Pius XII (Eugenio Pacelli), pope from 1939 till his death in 1958;
John XXIII (Angelo Giuseppe Roncalli), 1958-1963
Paul VI (Giovanni Battista Montini), 1963-1978
John Paul I (Albino Luciani), 1978
John Paul II (Karol Wojtyla), 1978-2005
The Holy See's official website has, as you might expect, a good deal of information about recent popes. See http://www.vatican.va/holy_father/.
And there's a short article about the "official" mourning process here: http://194.244.5.202/main/notizie/rubriche/approfondimenti/20050403183733356099.html.
Watching news coverage of what can only be described as the death watch for John Paul II was interesting. I guess. First, it was a fabulous example of the problem with 24-hour news networks, viz., you have to be on and talking EVEN WHEN THERE'S OBVIOUSLY NOTHING NEW. I wasted two hours Saturday morning awaiting a news release that was expected "within the hour"..."within the half-hour"..."any minute now"..."an hour ago." Granted the networks can't control whether or when the Vatican chooses to release information. But their fear of being scooped--and the need to fill time even when not much is going on--causes CNN, MSNBC, and Fox News to prattle on breathlessly about something that MIGHT happen...

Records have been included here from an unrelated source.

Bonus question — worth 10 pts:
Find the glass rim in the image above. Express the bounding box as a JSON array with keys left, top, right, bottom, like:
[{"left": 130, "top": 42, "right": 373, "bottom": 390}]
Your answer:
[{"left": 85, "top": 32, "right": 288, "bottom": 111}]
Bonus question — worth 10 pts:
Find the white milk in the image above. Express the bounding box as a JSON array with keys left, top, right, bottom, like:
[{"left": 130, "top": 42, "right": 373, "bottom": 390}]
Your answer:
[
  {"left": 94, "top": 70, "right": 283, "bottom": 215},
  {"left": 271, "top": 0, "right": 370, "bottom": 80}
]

Second, I was surprised at how seemingly ignorant some of these TV newspeople seem to be of how the Vatican works. More correctly, how bureaucracy works. At least one woman--didn't catch her name; she was on Fox News, which I don't watch much--was pretty breathless in quizzing her guest, a priest, about who was "in charge" now that the pope was gone. Could she really be so stupid as to think that nothing happens unless the pope is there barking out orders like the deranged captain of an ancient sea-vessel?
(Well, it being Fox News, it's entirely possible she was that stupid. And yet, there I was watching it...)
But certainly anyone with any real-world experience at all knows that any institution, religious or secular, has at least a semi-permanent bureaucracy in place, and that that bureaucracy handles much of not virtually all of the mundane trivia that makes up nine-tenths of the undertaking. The White House, General Motors, Harvard University, the Vatican--all of them, I am confident, can function quite tolerably for some time in the absence of "the head."
(But there I go again: Where would a Fox News reporter get any "real"-world experience?)
My take on the late pope is ambivalent. Typical for me. I liked him, and I felt that he always had the best of intentions. Certainly no one can say that he did not give his all for his faith and his church. But his conservatism--and, in later years, his authoritarianism--undermined what had begun as a promising ecumenical initiative. As the Catholic half of a Catholic-Lutheran marriage, I had hoped for, if not full communion between the churches, at least a movement in that direction. Instead, in recent years, came grumblings from the Vatican that Catholics should not be receiving communion at non-Catholic services--as I have been doing for some years now. And continue to do. And will continue to do, as long as my wife's church continues to invite me to do so. The attitude from the Holy See does not advance the cause of unity that Christ wants for his church: quite the opposite. JP2 had the opportunity and authority to set such things right, but he did not take it.
Curiously, while on his watch relations between the Catholic Church and the Evangelical Lutheran Church in America, my wife's denomination improved greatly at "high levels," things seemed to stagnate and even backslide on the "pew level." And that is where ecumenism must happen, if it is to have any validity.
The next pope, I think, will be at least as conservative as John Paul II. Probably a short-timer. And after that... As the Catholic church--and the whole Christian church--shifts below the Equator, an even more conservative world, the prospects of a renewal of the church, a revitalization of ecumenism, and the attainment of real Christian unity seem increasingly remote.